Brésil : La bourse pour la vie

Au Brésil, le programme d’aide monétaire Bolsa família a sorti plus de 40 millions de personnes de la grande pauvreté.

Patrick Piro  • 3 juin 2015 abonné·es
Brésil : La bourse pour la vie
© Photo : AFP PHOTO / VANDERLEI ALMEIDA

La réussite du programme brésilien Bolsa família (Bourse famille) est si flagrante que les Nations unies l’ont adopté comme référence parmi les mesures qu’elles préconisent pour la réduction de la pauvreté dans le monde. Lancé en 2003 sous la présidence de Lula, Bolsa família consiste en l’attribution d’une aide mensuelle aux familles les plus pauvres, d’un montant d’une soixantaine d’euros en moyenne par foyer (la moitié d’un Smic local), ajusté selon la situation. Sept ans plus tard, le programme, objet de bonnes évaluations, avait bénéficié à 11,2 millions de familles – soit environ 44 millions de personnes [^2]. Pour un budget représentant 0,5 % du PIB et 2,5 % des dépenses publiques (2006), Bolsa família a contribué pour 16 % au recul de l’extrême pauvreté et entre 20 % et 25 % à la réduction des inégalités, dans un pays qui en était un champion mondial. Les sommes attribuées ont permis de faire reculer la faim, au point que la mendicité alimentaire a pratiquement disparu dans certaines villes du Nordeste.

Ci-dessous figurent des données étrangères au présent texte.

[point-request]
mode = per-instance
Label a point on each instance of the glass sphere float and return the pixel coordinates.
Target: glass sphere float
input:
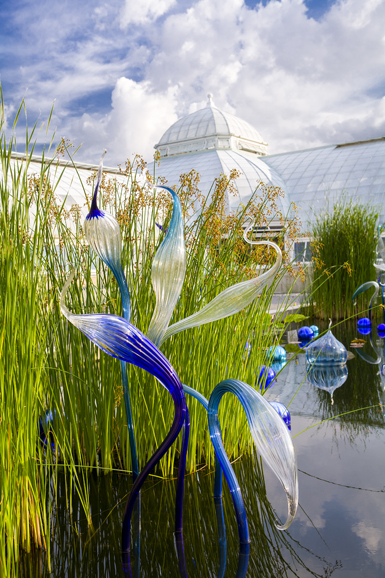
(327, 377)
(326, 350)
(276, 353)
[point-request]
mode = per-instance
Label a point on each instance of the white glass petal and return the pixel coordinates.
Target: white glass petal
(168, 272)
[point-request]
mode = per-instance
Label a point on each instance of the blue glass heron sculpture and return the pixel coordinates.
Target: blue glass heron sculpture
(119, 338)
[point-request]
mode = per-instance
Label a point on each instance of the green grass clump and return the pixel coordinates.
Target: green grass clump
(344, 244)
(47, 365)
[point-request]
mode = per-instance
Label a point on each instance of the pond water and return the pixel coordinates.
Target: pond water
(339, 528)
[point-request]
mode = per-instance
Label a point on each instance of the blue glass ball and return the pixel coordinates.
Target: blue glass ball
(305, 333)
(283, 412)
(276, 353)
(266, 377)
(364, 322)
(381, 330)
(314, 329)
(364, 330)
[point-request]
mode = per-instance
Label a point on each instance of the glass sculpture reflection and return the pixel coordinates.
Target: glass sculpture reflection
(326, 350)
(328, 378)
(118, 337)
(305, 334)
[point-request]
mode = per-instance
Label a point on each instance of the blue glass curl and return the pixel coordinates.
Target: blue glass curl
(283, 412)
(122, 340)
(271, 438)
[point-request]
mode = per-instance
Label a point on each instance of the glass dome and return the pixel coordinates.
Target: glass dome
(328, 378)
(327, 350)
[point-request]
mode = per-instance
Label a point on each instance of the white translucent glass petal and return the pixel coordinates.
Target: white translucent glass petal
(103, 234)
(230, 301)
(270, 434)
(168, 272)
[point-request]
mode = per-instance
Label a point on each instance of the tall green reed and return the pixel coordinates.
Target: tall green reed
(89, 383)
(24, 304)
(48, 366)
(344, 252)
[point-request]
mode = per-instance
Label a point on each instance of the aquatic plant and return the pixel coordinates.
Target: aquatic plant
(119, 338)
(338, 268)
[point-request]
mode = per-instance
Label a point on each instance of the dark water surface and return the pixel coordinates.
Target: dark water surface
(339, 529)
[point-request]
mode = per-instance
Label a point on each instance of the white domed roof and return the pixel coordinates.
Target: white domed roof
(210, 128)
(210, 164)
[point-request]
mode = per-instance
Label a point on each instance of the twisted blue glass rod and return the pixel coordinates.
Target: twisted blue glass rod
(122, 340)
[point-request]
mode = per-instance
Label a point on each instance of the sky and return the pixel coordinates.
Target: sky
(118, 73)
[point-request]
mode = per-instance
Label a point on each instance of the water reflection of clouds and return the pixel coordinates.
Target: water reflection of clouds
(371, 536)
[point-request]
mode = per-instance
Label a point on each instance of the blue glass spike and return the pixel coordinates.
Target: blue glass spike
(168, 272)
(266, 377)
(102, 232)
(283, 412)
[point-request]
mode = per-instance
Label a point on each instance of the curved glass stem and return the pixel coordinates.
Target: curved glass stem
(218, 468)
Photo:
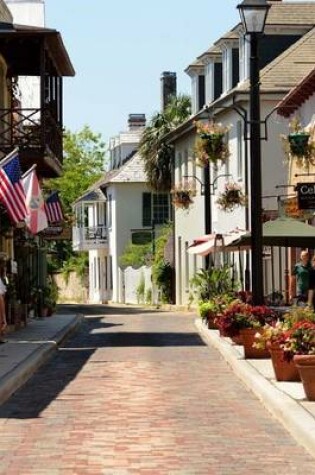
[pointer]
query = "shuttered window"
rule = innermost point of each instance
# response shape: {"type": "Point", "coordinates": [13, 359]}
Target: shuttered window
{"type": "Point", "coordinates": [146, 209]}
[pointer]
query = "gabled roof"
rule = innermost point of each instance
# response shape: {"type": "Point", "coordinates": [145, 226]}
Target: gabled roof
{"type": "Point", "coordinates": [292, 15]}
{"type": "Point", "coordinates": [297, 96]}
{"type": "Point", "coordinates": [131, 172]}
{"type": "Point", "coordinates": [290, 67]}
{"type": "Point", "coordinates": [295, 14]}
{"type": "Point", "coordinates": [91, 196]}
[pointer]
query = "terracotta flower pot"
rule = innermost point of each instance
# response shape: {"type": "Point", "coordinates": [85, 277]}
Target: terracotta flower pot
{"type": "Point", "coordinates": [248, 339]}
{"type": "Point", "coordinates": [237, 339]}
{"type": "Point", "coordinates": [306, 367]}
{"type": "Point", "coordinates": [284, 370]}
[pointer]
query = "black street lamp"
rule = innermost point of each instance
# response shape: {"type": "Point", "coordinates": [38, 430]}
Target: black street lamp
{"type": "Point", "coordinates": [253, 15]}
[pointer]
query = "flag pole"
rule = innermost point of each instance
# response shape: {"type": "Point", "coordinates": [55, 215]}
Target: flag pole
{"type": "Point", "coordinates": [8, 157]}
{"type": "Point", "coordinates": [29, 171]}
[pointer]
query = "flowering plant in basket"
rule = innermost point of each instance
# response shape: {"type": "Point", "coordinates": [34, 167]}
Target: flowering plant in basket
{"type": "Point", "coordinates": [231, 197]}
{"type": "Point", "coordinates": [299, 340]}
{"type": "Point", "coordinates": [239, 315]}
{"type": "Point", "coordinates": [182, 195]}
{"type": "Point", "coordinates": [277, 332]}
{"type": "Point", "coordinates": [299, 144]}
{"type": "Point", "coordinates": [210, 145]}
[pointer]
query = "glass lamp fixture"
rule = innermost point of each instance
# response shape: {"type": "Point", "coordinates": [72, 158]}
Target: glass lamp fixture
{"type": "Point", "coordinates": [253, 15]}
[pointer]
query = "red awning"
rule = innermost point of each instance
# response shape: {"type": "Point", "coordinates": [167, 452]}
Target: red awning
{"type": "Point", "coordinates": [218, 242]}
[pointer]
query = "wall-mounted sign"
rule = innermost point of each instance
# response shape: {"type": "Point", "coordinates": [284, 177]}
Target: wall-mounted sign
{"type": "Point", "coordinates": [306, 195]}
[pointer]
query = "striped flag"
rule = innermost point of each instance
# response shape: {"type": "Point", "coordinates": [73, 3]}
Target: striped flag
{"type": "Point", "coordinates": [12, 193]}
{"type": "Point", "coordinates": [36, 219]}
{"type": "Point", "coordinates": [53, 208]}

Bolsa família n’est pas à proprement parler un revenu d’existence, car son attribution est soumise à des critères : pour en bénéficier, les familles doivent être inscrites aux guichets d’aide sociale de leur municipalité, auxquels sont admises celles dont les revenus sont inférieurs à un certain seuil. Par ailleurs, elles doivent s’engager à faire vacciner leurs enfants ainsi qu’à les envoyer à l’école. Il s’agit cependant d’obligations supposées accroître les chances des familles de sortir de la pauvreté – ce que vérifient les études. Programme de transfert monétaire, donc, mais dont les impacts positifs – et semble-t-il durables – apportent un démenti aux critiques initiales dénonçant « une mesure d’assistance de plus ». Par ailleurs, les objectifs sociaux affichés ne sont guère éloignés des ambitions portées par les partisans du revenu universel. Au Brésil, le choc de la crise alimentaire de 2008 a été atténué grâce à Bolsa família, dont les versements ont augmenté pendant la période.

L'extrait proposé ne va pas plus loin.